そんなハナはジンを後悔させてやろうと込められるだけの魔力を詰め込んだ魔法の詠唱を開始した。
「―――〔風魔法〕――“ウィンドブラスト”!!!」
ハナはかなりの時間をかけて風属性の中位魔法を放った。威力は申し分ないのだが、それでもジンは慌てていなかった。
「〔風魔法〕――“ウィンドボール”。」
ジンは無詠唱で魔法を放った。ジンが出現させた風弾は5つ。その全てをハナが放ったウィンドブラストにぶつけた。
「――ッ!そんなのありですの…!?」
ジンが放った風弾により、ハナが放ったウィンドブラストは打ち消されてしまった。ハナはまさか自分の魔法が打ち消されるとは思っておらず、思考が停止した。しかし、すぐに立ち直り再び詠唱を開始した。
「〔風魔法〕――“ウィンドボール”!!」
「〔風魔法〕――“ウィンドボール”。」
ハナがすかさず放った風弾は、再びジンの風弾に打ち消された。その後も何度も何度も繰り返してこのやり合いが繰り返された。
「はぁ、はぁ、はぁ…。こんなの無理ですわ…。」
「――そろそろ終わりにしますよ…。〔雷魔法〕――“サンダー”。」
ジンはそこそこ時間も使ったし観客も盛り上げることができただろうと思い、ハナにトドメを刺しにいった。
「きゃあっ!!!」
ジンは最近練習中でアークに特訓を付けてもらっている〔雷魔法〕を使った。〔雷魔法〕はかなり便利なもので、出力や相手の実力によっては相手の意識を刈り取ることができるのだ。

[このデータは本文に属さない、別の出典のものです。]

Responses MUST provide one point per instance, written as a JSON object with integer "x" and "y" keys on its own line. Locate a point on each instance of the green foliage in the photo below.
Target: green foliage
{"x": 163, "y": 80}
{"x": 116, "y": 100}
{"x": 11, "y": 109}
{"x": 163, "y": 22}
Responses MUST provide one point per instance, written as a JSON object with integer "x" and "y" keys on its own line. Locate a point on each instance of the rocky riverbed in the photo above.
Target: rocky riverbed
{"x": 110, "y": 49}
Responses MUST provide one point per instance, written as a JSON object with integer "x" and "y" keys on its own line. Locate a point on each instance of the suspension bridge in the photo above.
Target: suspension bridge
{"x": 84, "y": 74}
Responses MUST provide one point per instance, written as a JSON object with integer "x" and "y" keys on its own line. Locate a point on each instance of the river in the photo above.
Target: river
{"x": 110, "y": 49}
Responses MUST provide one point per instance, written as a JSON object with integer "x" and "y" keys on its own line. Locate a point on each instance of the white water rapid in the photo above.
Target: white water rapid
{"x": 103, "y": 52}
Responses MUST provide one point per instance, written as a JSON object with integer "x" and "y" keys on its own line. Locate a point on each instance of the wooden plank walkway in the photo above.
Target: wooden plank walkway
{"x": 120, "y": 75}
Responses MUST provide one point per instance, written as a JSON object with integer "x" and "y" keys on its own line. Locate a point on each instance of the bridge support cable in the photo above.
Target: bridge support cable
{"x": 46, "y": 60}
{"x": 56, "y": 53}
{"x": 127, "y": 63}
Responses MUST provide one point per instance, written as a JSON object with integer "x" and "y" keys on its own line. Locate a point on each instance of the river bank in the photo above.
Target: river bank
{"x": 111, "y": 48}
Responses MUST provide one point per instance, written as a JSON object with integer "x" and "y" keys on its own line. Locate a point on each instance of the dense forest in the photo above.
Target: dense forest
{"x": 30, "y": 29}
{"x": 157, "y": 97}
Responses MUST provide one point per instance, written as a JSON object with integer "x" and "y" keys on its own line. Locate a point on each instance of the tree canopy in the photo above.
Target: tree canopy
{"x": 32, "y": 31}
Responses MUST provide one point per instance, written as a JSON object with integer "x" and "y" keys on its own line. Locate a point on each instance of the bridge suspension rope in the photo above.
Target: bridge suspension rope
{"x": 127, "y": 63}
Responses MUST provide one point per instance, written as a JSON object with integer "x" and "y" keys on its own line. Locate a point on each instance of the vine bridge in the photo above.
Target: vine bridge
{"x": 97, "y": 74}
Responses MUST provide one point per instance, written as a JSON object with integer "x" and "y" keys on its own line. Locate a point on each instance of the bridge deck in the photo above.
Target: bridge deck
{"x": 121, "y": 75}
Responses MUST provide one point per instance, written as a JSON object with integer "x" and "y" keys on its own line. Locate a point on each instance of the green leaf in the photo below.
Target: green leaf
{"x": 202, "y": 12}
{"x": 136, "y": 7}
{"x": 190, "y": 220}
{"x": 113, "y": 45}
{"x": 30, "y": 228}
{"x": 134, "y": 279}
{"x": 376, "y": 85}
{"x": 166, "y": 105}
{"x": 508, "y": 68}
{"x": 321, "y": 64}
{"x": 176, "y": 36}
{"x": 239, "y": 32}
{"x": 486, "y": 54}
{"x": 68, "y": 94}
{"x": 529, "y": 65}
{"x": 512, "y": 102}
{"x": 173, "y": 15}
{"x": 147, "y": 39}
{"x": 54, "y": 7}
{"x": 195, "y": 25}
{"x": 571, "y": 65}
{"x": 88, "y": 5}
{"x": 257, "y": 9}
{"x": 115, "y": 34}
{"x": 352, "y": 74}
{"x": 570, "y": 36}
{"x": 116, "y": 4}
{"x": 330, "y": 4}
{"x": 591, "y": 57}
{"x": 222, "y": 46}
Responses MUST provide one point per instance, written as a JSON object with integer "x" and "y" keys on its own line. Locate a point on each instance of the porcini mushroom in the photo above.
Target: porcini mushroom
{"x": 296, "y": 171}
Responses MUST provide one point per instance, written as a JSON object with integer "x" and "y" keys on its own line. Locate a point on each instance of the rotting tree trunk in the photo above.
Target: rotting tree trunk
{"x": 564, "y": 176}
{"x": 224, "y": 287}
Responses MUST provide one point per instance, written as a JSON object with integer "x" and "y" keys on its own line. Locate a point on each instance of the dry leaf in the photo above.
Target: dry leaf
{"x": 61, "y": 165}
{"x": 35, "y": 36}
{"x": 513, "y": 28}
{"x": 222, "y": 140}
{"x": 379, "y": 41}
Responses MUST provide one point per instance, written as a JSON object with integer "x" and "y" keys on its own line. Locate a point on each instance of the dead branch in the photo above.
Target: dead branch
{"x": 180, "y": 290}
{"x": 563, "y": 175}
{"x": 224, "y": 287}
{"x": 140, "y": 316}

ジンの掌から放たれた雷撃は一瞬でハナに突き刺さり、意識を刈り取った。
『『そこまで!!勝者、ジン!!』』
「少しは楽しめる試合にできたかな?やっぱり対戦相手はタケル義兄様がよかったかな…。近接戦もできるし…。」
ジンは従兄弟であるタケルの方を見つめながらポツリと呟き、そのまま振り向いて戻っていった。
「ジン、お疲れ。〔雷魔法〕も上出来だったよ。」
「ジン様、お疲れ様です!完勝ですね!」
「あなた、敢えて刀使わなかったのね。優しいじゃない。」
「ありがとう。まあ、魔法戦も強くなりたいからね。いい感触だったよ。」
ジンは魔法も刀もできる方だと思っていたのだが、それは間違いであるということをアークに気付かされた。それからアークの元で修行し、成長していった。魔法も刀も極めたいと言うジンにとってはこの戦いも成長する上で大切な試合だっただろう。
「次は私ですね!頑張ります!」
「サクラ、頑張ってね。」
「余裕だと思うけど、気を抜いちゃだめよ。」
「サクラ様、応援しています。」
副将戦は、第3王女サクラ対伯爵家令嬢アオイだ。
『『続いて副将戦、2-S 2位 サクラ様対、3-S 2位 アオイ!!2人は中央へ!!』』
「……サクラには様ってちゃんと付けるんだね…。」
「あはは…。」
アークとジンはサクラに様をきちんと付けていくジュウベエはしっかりしているなと関心したのだった。